Dersim üzerinden oynanan oyun!
Türkiye’de etnik bölücülük büyük mesafeler katetti. Bölücü mihraklar Erdoğan Hükümetleri sayesinde “devletle pazarlık” eder hale geldi. İktidarın çapsız, basiretsiz, cesaretsiz ve edilgen tavrı yüzünden, bugün ülkenin bütünlüğü ve milletin güvenliği tehdit altına girmiştir.
Bölücü terör, verilen bunca taviz, gösterilen hoşgörü ve sağlanan imkânlara karşın Türk milletinin birliğini henüz çözebilmiş değildir. Uzun zamandan beri yalnız etnik fitnenin devleti dize getirmede yeterli olmadığını düşünen bölücüler, etkili bölücülük ve ayrıştırıcılık alanlarını devreye sokmaya çalışmaktaydılar. Bölücüler her türlü fitneye karşın, Cumhuriyetin inşa ettiği millet gerçeğini etnik ayrıştırıcılığın tek başına aşmaya yetmeyeceğini anlamışlardı. Bunun üzerine malum odaklar etnik bölücülüğün yanına bir de mezhep fitnesini eklemek zorunluluğunu duymuşlardır.
Sivas olayları ardından bölücülerin gerçekleştirdiği Başbağlar katliamı ile mezhep çatışması çıkarılmaya çalışılmasının nedeni buydu. Bölücüler bunda da başarılı olamamışlardır.
Bu bağlamda bölücü odaklar tarafından, 1937’de Dersim’de meydana gelen olaylar sürekli gündemde tutulmuştu. Bugünlerde Dersim tartışmalarının yeniden devreye sokulmasının amacı da aynıdır.
Başbakan Erdoğan da bu bağlamda Dersim üzerinden CHP’nin Tuncelili genel başkanının zayıf yanını yakaladığını düşünmektedir. Bu nedenle Başbakan, Dersim olayları üzerinden Kemal Kılıçdaroğlu’na yüklenmektedir. Erdoğan, Dersim olaylarını siyasi rantın aracı olarak kullanırken mezhepçi fitne de bunu fırsat bilerek, zihinlerde yeni ve etkili ayrıştırıcı saldırılara başlamıştır.
Başbakan Erdoğan’ın konuyu gündeme taşıması üzerine yandaş basın derhal harekete geçmiştir. Bu bağlamda yeni yeni Dersim gerçekleri imal edilmeye başlanmış, sözüm ona arşivlerin açılması, şahısların şahitliği ve hakikatlerin ortaya çıkarılması adı altında Cumhuriyet ve Atatürk tartışmaya açılmıştır.

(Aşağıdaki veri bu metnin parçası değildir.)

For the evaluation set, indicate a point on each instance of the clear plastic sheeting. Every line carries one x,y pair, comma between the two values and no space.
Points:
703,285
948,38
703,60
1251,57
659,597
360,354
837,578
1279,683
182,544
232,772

Mezhepçi fitne bu noktada “tarihle yüzleşmek” yahut sözüm ona “ezber bozmak” gibi sureti haktan görünen kavramları kullanmaktadır. Gerçekte ise bu kavramlar yeni ezberler yaratmak ve tarihi kirletmek amacıyla devreye sokulmuş bulunmaktadır.
Radikal gazetesinin 14 Kasım Pazartesi günkü manşeti “Dersim’de 4 Lider” biçiminde atılmıştı. Gazete, İnönü, Celal Bayar ve Fevzi Çakmak’ın Dersim’deki rolüne dikkat çekmiş ama aslında olayların bir numaralı sorumlusu olarak da Atatürk’ü işaret etmiştir.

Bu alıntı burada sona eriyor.